Two doctors examined plaintiff on behalf of defendant. At one examination, by an orthopedist, February 3, 1948, plaintiff complained: of pains in her back when sitting of lying down, and sometimes when walking; of intermittent headaches; and of menstrual disturbance. On examination, *11 some tenderness in the small of the back and over the left sacroiliac joint was noted. There was no muscle spasm, no limitation or pain on flexion, or on forward, lateral, or backward bending, or on rotation; no limitation or pain on straight leg raising. Reflexes were normal in the lower extremities. Examination of the cervical spine was negative. The X-rays of the lumbar spine showed a mild dorsal lumbar scoliosis. The doctor's conclusion was that plaintiff had only a mild postural disorder and that there was no evidence of any disability due to traumatic injury.

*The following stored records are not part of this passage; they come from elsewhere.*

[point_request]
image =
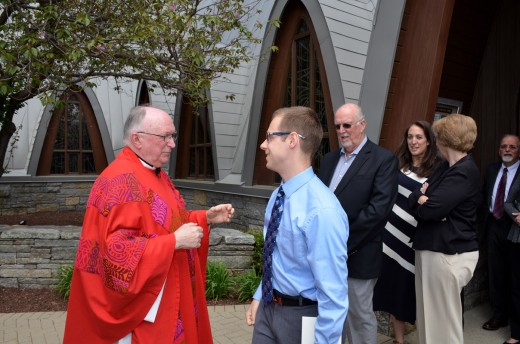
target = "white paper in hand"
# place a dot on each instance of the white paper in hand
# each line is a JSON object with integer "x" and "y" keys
{"x": 308, "y": 330}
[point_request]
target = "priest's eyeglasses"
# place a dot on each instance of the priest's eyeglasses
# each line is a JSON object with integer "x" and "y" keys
{"x": 167, "y": 138}
{"x": 269, "y": 135}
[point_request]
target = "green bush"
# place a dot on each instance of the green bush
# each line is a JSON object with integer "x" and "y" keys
{"x": 219, "y": 281}
{"x": 64, "y": 280}
{"x": 246, "y": 285}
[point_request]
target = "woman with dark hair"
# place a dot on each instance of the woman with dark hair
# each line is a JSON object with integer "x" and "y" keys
{"x": 395, "y": 289}
{"x": 445, "y": 241}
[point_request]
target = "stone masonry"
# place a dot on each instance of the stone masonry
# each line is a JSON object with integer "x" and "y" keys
{"x": 30, "y": 256}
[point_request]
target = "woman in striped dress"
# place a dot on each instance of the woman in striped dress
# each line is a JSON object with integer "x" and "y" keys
{"x": 395, "y": 289}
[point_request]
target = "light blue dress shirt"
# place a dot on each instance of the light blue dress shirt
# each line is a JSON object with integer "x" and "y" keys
{"x": 310, "y": 256}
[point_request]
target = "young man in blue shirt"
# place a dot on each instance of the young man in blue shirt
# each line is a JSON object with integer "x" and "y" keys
{"x": 305, "y": 272}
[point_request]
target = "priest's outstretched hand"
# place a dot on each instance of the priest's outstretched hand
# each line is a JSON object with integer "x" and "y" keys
{"x": 220, "y": 213}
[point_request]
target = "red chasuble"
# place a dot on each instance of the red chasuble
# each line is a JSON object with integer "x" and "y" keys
{"x": 127, "y": 253}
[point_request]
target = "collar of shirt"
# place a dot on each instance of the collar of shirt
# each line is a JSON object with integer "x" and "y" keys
{"x": 293, "y": 184}
{"x": 356, "y": 151}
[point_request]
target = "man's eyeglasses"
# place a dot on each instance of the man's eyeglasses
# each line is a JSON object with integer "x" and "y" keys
{"x": 346, "y": 125}
{"x": 167, "y": 138}
{"x": 268, "y": 135}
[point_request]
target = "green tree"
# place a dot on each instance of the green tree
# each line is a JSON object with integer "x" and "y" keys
{"x": 49, "y": 46}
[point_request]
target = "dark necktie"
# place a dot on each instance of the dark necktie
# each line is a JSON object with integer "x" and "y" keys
{"x": 498, "y": 207}
{"x": 269, "y": 244}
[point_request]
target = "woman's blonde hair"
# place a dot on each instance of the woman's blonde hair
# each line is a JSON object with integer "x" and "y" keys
{"x": 456, "y": 131}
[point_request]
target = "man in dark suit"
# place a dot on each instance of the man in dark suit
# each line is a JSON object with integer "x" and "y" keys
{"x": 496, "y": 229}
{"x": 363, "y": 177}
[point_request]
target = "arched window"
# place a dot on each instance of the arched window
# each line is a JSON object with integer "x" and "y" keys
{"x": 194, "y": 151}
{"x": 296, "y": 77}
{"x": 73, "y": 143}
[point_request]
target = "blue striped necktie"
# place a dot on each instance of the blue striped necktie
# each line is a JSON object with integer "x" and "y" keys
{"x": 269, "y": 244}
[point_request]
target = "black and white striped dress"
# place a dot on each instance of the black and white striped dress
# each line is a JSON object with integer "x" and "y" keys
{"x": 395, "y": 289}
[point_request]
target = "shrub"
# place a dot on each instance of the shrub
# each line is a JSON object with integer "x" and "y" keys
{"x": 218, "y": 281}
{"x": 246, "y": 285}
{"x": 64, "y": 280}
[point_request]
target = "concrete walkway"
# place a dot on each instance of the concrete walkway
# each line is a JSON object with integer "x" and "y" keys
{"x": 228, "y": 324}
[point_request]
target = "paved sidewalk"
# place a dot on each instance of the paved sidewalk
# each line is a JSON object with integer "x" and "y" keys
{"x": 227, "y": 322}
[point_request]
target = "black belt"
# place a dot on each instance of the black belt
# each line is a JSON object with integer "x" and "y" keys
{"x": 291, "y": 301}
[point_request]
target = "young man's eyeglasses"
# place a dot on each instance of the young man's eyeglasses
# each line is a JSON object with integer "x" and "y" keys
{"x": 268, "y": 135}
{"x": 167, "y": 138}
{"x": 346, "y": 125}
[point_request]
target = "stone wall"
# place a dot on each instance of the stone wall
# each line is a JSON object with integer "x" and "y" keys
{"x": 30, "y": 256}
{"x": 30, "y": 197}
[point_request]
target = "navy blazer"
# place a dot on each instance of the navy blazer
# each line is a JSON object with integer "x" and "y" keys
{"x": 492, "y": 171}
{"x": 367, "y": 193}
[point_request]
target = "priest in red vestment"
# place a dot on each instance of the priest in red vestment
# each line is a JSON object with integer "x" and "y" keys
{"x": 140, "y": 269}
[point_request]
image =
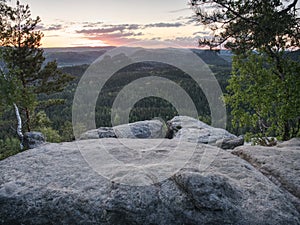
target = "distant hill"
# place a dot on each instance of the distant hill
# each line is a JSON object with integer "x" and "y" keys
{"x": 79, "y": 56}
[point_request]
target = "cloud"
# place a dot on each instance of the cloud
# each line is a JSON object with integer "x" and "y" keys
{"x": 90, "y": 24}
{"x": 179, "y": 10}
{"x": 164, "y": 25}
{"x": 201, "y": 33}
{"x": 110, "y": 29}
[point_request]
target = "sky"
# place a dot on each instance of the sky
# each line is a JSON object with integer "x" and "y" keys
{"x": 69, "y": 23}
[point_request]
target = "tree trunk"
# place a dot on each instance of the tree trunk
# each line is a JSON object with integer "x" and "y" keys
{"x": 286, "y": 131}
{"x": 19, "y": 127}
{"x": 27, "y": 119}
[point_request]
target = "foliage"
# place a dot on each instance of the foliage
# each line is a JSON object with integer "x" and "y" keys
{"x": 264, "y": 88}
{"x": 261, "y": 100}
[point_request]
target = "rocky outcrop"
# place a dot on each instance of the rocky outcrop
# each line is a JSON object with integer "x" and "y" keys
{"x": 54, "y": 184}
{"x": 142, "y": 129}
{"x": 280, "y": 164}
{"x": 33, "y": 139}
{"x": 230, "y": 143}
{"x": 192, "y": 130}
{"x": 102, "y": 132}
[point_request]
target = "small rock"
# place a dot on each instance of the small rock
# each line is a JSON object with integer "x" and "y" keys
{"x": 230, "y": 143}
{"x": 106, "y": 132}
{"x": 192, "y": 130}
{"x": 295, "y": 142}
{"x": 33, "y": 139}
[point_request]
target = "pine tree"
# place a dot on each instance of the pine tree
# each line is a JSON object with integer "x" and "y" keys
{"x": 24, "y": 75}
{"x": 264, "y": 89}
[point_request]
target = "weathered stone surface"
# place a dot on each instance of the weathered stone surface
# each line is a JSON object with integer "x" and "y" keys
{"x": 142, "y": 129}
{"x": 53, "y": 184}
{"x": 102, "y": 132}
{"x": 280, "y": 164}
{"x": 192, "y": 130}
{"x": 106, "y": 132}
{"x": 295, "y": 142}
{"x": 230, "y": 143}
{"x": 33, "y": 139}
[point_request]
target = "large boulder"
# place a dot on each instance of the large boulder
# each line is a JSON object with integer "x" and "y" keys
{"x": 142, "y": 129}
{"x": 33, "y": 139}
{"x": 280, "y": 164}
{"x": 192, "y": 130}
{"x": 54, "y": 184}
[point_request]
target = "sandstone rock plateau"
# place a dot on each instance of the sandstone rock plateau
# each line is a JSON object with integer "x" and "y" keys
{"x": 150, "y": 181}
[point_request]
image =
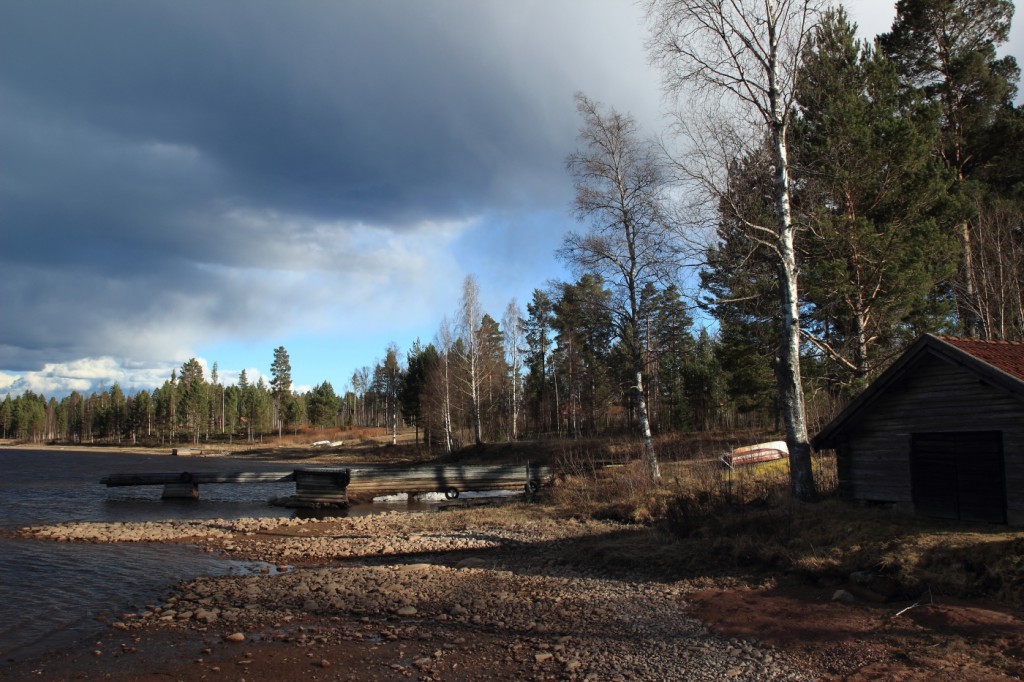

At the other examination, by a physician and surgeon, April 5, 1948 (about two months subsequent to the examination just mentioned), plaintiff complained: of a constant backache; of her left hip giving way at times; of soreness and aching in the lower left abdomen when on her feet; of frequent headaches; of a change in her menstrual cycle. Examination revealed: weight, 187½ pounds; no abnormal findings about the head; a large smooth mass in the thyroid gland, mostly on the right side, causing a protrusion forward about the size of a large lemon or small orange, which was diagnosed as a simple type goiter which was producing no disability except by pressure; neck otherwise normal; chest normal; breasts normal; on the abdomen, a low midline well-healed surgical scar, the result of an operation performed when plaintiff's last child was four months old for the purpose of correcting a suspension of the uterus (at the time of this operation, according to plaintiff, her appendix was removed); a "markedly lacerated perineum, with a large cystocele and rectocele," resulting in a "loss of the supportive structure of the perineum, so that the rectum bulged forth and pushed the posterior vaginal wall out of the introitus of the vagina, the introitus being the entrance from the outside, upon straining. This same condition occurred with the urinary bladder on the anterior vaginal wall so that a cystocele resulted. There is also a bad laceration of the cervix, which was in need of repair. This is also the result of childbirth." Examination of the back with patient in standing position showed good alignment, no muscle spasm, and no tenderness. The X-rays taken at the examination of February 3, 1948, revealed no evidence of fracture or dislocation or of any abnormality with the exception of a mild degree of flattening of the lumbar curve which, in view of plaintiff's weight of 187 pounds, was, in the doctor's opinion, due to a postural defect resulting from her weight—a condition which might cause pain. The doctor's conclusion was that there was no evidence of any disability which was the result of injury. The doctor was of the further opinion that there were three definite physical findings which could account for the complaints plaintiff made, including the complaint of pain in her lower back.